Coronary artery bypass grafting with and without manipulation of the ascending aorta: a network meta-analysis
Dong Fang Zhao, James Edelman, Michael Seco, Paul G. Bannon, Michael K. Wilson, Michael J. Byrom, Vinod Thourani, Andre Lamy, David P. Taggart, John D. Puskas, Michael P. Vallely
Background
Coronary artery bypass grafting (CABG) remains the standard of treatment for three-vessel and left main coronary disease but is associated with an increased risk of post-operative stroke compared to percutaneous coronary intervention. It has been suggested that CABG techniques that eliminate cardiopulmonary bypass and reduce aortic manipulation may reduce the incidence of post-operative stroke.
Objectives
A network meta-analysis was performed to compare post-operative outcomes between all CABG techniques, including anaortic off-pump CABG (anOPCABG), off-pump with the clamp-less Heartstring device (OPCABG-HS), off-pump with a partial clamp (OPCABG-PC), and traditional on-pump CABG with aortic cross-clamping.
Methods
A systematic search of six electronic databases was performed to identify all publications reporting the outcomes of the included operations. Studies reporting the primary endpoint, 30-day post-operative stroke rate, were included in a Bayesian network meta-analysis.
Results
There were 13 included studies with 37,720 patients. At baseline, anOPCABG patients had higher previous stroke than the OPCABG-PC (7.4% vs 6.5%, P=0.02) and CABG (7.4% vs 3.2%, P=0.001) patients.
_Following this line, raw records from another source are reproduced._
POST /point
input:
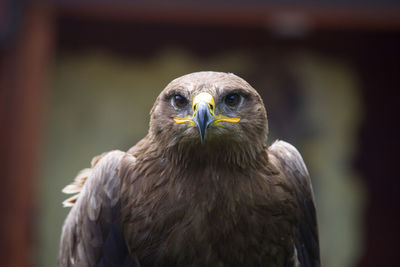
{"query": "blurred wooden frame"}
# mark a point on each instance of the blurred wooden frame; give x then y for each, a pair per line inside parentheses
(23, 74)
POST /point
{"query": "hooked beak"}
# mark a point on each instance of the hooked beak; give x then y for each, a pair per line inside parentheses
(203, 118)
(204, 114)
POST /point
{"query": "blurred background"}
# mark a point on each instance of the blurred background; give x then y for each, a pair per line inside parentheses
(79, 77)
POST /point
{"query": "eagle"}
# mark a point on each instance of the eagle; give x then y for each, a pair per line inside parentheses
(203, 188)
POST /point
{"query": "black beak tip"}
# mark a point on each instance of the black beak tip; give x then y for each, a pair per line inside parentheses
(203, 119)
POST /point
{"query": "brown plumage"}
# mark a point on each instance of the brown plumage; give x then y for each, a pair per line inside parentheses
(201, 189)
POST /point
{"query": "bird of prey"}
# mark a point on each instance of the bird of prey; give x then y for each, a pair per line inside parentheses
(203, 188)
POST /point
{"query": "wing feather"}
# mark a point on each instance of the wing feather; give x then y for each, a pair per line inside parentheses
(306, 232)
(93, 225)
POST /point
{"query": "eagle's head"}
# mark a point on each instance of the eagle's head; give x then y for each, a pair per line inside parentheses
(209, 111)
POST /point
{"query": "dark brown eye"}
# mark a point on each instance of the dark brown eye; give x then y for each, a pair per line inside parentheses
(232, 100)
(179, 101)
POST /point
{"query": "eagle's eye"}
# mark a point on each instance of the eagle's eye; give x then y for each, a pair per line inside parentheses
(232, 100)
(179, 101)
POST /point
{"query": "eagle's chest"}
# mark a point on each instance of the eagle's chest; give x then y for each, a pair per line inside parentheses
(208, 228)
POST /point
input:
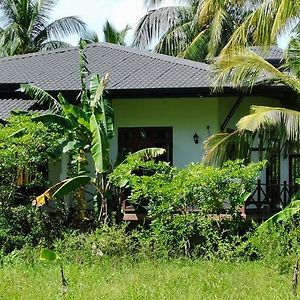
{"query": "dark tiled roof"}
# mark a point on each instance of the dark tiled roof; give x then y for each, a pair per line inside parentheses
(9, 105)
(128, 69)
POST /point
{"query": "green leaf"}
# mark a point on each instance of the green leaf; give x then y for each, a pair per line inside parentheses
(71, 145)
(100, 147)
(284, 215)
(96, 90)
(52, 118)
(48, 255)
(71, 185)
(80, 115)
(146, 154)
(18, 133)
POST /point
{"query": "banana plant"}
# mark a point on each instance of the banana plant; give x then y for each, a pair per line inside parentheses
(89, 128)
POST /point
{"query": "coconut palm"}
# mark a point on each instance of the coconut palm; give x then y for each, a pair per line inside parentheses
(193, 29)
(27, 27)
(111, 35)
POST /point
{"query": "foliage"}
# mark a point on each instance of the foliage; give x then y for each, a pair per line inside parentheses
(88, 128)
(181, 205)
(27, 28)
(190, 29)
(25, 157)
(277, 245)
(197, 186)
(241, 67)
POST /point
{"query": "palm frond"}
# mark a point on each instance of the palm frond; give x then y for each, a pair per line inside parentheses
(285, 120)
(197, 50)
(244, 69)
(51, 45)
(174, 41)
(265, 23)
(157, 22)
(63, 27)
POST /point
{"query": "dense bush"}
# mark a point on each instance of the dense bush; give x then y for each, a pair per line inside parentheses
(25, 149)
(208, 189)
(181, 204)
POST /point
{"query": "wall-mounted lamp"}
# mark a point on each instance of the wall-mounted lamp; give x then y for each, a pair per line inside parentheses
(196, 138)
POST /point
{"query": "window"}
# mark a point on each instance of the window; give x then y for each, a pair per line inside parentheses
(132, 139)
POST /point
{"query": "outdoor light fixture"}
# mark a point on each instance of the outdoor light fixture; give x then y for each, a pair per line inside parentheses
(196, 138)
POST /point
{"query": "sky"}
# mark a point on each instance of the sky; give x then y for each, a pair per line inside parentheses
(118, 12)
(96, 12)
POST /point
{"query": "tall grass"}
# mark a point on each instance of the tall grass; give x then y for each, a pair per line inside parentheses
(149, 279)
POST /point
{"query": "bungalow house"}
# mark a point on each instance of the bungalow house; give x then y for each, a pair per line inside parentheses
(158, 100)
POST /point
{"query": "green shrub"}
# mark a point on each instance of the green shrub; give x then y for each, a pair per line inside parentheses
(209, 189)
(104, 242)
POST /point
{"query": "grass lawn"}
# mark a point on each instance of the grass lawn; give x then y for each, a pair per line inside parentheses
(174, 279)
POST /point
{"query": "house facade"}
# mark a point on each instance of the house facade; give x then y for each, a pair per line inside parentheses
(159, 101)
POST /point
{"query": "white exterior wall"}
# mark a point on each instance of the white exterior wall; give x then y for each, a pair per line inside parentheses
(187, 116)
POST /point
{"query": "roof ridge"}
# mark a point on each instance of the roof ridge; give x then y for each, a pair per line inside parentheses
(39, 53)
(162, 57)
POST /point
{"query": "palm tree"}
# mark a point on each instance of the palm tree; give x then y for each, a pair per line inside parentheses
(27, 28)
(269, 19)
(197, 30)
(238, 66)
(111, 34)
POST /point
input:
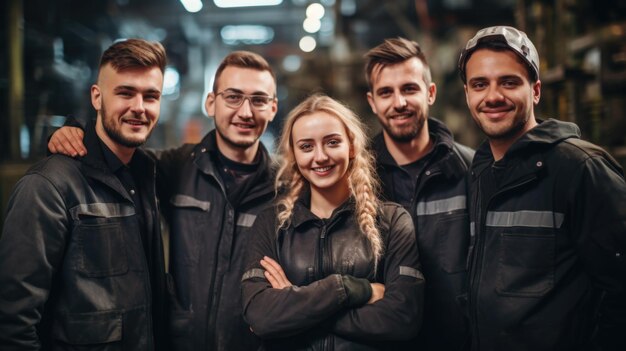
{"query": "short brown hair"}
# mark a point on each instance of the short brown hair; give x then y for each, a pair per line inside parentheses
(134, 53)
(242, 59)
(391, 52)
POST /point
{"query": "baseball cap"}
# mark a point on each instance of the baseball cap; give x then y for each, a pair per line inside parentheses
(510, 37)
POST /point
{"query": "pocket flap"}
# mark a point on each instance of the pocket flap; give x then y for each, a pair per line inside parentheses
(89, 328)
(180, 200)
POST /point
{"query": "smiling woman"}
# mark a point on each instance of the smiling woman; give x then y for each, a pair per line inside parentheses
(315, 279)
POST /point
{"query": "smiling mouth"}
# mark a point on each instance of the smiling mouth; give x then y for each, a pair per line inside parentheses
(244, 125)
(401, 117)
(322, 169)
(135, 122)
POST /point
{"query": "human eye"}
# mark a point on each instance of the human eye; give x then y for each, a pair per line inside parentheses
(510, 83)
(478, 85)
(259, 100)
(233, 98)
(305, 147)
(334, 142)
(384, 93)
(152, 97)
(410, 89)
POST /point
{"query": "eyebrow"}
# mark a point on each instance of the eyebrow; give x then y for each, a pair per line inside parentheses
(323, 138)
(133, 88)
(241, 92)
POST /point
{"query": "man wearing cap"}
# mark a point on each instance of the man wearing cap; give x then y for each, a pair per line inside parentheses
(547, 268)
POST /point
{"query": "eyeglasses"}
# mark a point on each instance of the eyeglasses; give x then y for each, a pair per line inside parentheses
(234, 100)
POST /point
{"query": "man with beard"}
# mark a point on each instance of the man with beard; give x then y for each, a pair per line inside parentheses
(81, 257)
(423, 169)
(211, 195)
(547, 264)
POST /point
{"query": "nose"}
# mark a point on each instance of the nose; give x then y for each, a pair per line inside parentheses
(320, 155)
(245, 110)
(399, 101)
(494, 95)
(137, 106)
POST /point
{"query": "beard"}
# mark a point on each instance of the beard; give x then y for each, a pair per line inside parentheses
(242, 144)
(114, 131)
(512, 131)
(405, 134)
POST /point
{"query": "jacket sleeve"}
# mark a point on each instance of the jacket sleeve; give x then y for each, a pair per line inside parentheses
(31, 250)
(598, 222)
(398, 314)
(283, 312)
(169, 163)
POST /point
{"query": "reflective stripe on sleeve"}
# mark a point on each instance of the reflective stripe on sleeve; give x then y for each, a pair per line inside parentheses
(441, 206)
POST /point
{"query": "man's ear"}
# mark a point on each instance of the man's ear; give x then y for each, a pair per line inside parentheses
(96, 97)
(432, 93)
(536, 92)
(209, 104)
(273, 109)
(370, 100)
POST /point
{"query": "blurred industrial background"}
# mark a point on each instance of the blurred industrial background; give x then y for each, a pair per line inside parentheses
(49, 53)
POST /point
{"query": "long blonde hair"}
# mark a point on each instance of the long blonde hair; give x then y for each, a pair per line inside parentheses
(362, 181)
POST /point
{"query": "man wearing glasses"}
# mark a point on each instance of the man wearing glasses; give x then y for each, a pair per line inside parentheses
(211, 193)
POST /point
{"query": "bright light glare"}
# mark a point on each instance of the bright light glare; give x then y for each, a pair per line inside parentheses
(171, 79)
(315, 10)
(292, 63)
(192, 6)
(247, 34)
(246, 3)
(311, 25)
(307, 43)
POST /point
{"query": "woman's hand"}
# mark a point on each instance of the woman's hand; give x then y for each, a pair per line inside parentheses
(275, 275)
(378, 292)
(68, 141)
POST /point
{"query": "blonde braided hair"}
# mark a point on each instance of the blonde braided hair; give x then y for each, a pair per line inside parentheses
(363, 183)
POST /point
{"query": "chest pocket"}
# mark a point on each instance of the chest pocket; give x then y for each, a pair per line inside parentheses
(103, 232)
(451, 229)
(526, 251)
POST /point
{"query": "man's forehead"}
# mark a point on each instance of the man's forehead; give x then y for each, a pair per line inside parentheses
(110, 73)
(409, 68)
(246, 79)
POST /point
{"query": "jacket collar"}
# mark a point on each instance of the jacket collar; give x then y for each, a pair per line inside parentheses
(95, 166)
(439, 133)
(205, 158)
(302, 213)
(445, 160)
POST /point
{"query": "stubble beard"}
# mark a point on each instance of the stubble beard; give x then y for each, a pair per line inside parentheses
(114, 132)
(513, 131)
(236, 144)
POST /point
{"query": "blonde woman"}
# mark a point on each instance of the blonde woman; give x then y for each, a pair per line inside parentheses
(331, 267)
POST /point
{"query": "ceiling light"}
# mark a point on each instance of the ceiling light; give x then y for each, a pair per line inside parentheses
(192, 6)
(247, 34)
(311, 25)
(315, 10)
(246, 3)
(307, 43)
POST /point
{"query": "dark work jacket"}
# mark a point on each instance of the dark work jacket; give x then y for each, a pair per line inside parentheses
(208, 236)
(547, 264)
(439, 211)
(315, 253)
(73, 271)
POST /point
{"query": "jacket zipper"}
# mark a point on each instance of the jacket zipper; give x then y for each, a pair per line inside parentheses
(321, 250)
(477, 258)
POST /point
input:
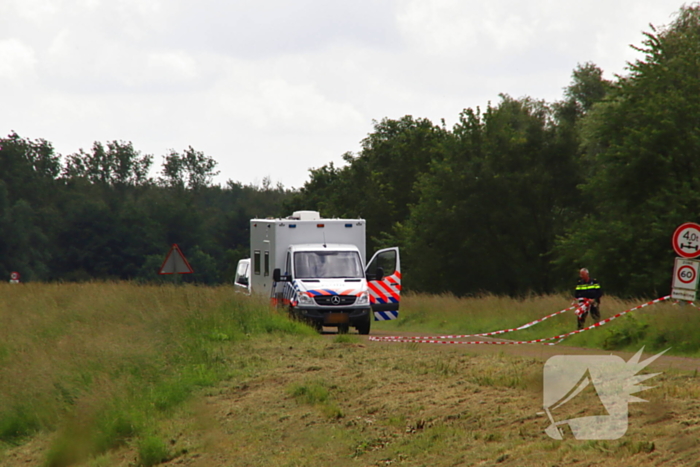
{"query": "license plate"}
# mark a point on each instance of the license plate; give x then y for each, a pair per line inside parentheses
(337, 318)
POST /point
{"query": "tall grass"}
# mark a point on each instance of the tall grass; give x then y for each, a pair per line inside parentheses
(99, 362)
(657, 327)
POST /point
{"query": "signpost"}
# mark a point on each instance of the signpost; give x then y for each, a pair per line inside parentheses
(175, 262)
(685, 279)
(686, 243)
(686, 240)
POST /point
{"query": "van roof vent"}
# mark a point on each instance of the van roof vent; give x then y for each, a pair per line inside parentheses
(305, 216)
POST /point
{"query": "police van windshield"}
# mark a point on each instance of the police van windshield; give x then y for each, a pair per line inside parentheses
(327, 264)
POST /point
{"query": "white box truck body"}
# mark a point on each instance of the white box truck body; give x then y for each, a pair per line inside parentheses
(317, 268)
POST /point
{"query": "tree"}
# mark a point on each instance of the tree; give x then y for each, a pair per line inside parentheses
(641, 146)
(192, 169)
(490, 210)
(117, 165)
(378, 183)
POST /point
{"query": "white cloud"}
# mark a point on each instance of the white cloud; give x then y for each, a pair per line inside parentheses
(17, 63)
(271, 87)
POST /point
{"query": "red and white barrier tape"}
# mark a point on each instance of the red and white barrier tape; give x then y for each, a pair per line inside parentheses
(561, 337)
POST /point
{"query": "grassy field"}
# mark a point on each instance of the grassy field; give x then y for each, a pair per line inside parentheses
(121, 374)
(657, 327)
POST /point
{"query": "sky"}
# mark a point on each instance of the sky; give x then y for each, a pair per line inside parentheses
(271, 88)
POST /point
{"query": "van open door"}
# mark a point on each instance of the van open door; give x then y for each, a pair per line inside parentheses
(242, 279)
(384, 281)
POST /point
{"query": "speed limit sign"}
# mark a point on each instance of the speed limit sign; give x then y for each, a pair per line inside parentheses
(686, 240)
(685, 279)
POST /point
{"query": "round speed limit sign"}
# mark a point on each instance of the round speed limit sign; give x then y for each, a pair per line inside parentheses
(686, 240)
(685, 274)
AnOPCABG was the most effective treatment for decreasing the risk of postoperative stroke (-78% vs CABG, 95% CI 0.14 – 0.33; -66% vs OPCABG-PC, 0.22 – 0.52; - 52% vs OPCABG-HS, 0.27 – 0.86), mortality (-50% vs CABG, 0.35 – 0.70; -40% vs OPCABG-HS, 0.38 – 0.94), renal failure (-53% vs CABG, 0.31 – 0.68), bleeding complications (-48% vs OPCABG-HS, 0.31 – 0.87; -36% vs CABG, 0.42 – 0.95), atrial fibrillation (-34% vs OPCABG-HS, 0.49 – 0.89; -29% vs CABG, 0.55 – 0.87; -20% vs OPCABG-PC, 0.68 – 0.97), and shortening the length of ICU stay (-13.3 hours, -19.32 to -7.26, P<0.0001).
Conclusions
Avoidance of aortic manipulation in an OPCABG may decrease the risk of post-operative stroke, especially in patients with higher stroke risk. In addition, the elimination of CPB may reduce the risk of short-term mortality, renal failure, atrial fibrillation, bleeding, and length of ICU stay.